Gaymard, who is seeking to attract greater foreign investment from China, India, Australia and ASEAN nations, said that investors coming to France did not need to learn another language to do business.
Many French companies such as car manufacturer Renault and gas company Total already held their board meetings in English, she said.
“It’s a new reality; we have to make it known,” she said.
Gaymard, who heads the Invest in France Agency, said that France should no longer be seen simply as an Old World nation of wine and cheese lovers but as a highly productive modern economy with a well educated workforce.
She said that while “France is always shown as a country of strikes and demonstrations”, in reality the loss of working days to labour action was much lower than in several other European nations.
The cost of doing business in France was also less than in the United States, she added.

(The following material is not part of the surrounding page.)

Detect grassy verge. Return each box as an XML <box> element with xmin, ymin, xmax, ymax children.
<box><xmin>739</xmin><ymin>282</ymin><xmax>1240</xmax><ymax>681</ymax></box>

Gaymard said she had come to Sydney for two days of meetings with Australian executives because of the growing interest from local investors, particularly in the financial sector, about investing in France.
Some 80 percent of Australian investment in Europe currently goes to Britain.
But Australian investment in France is on the rise, most recently with Macquarie Bank successfully bidding with France’s Eiffage late last year for the privatisation of the Autoroutes Paris-Rhin-Rhone tollway — a deal that will see the Australian bank invest some US $2.8 billion in the project.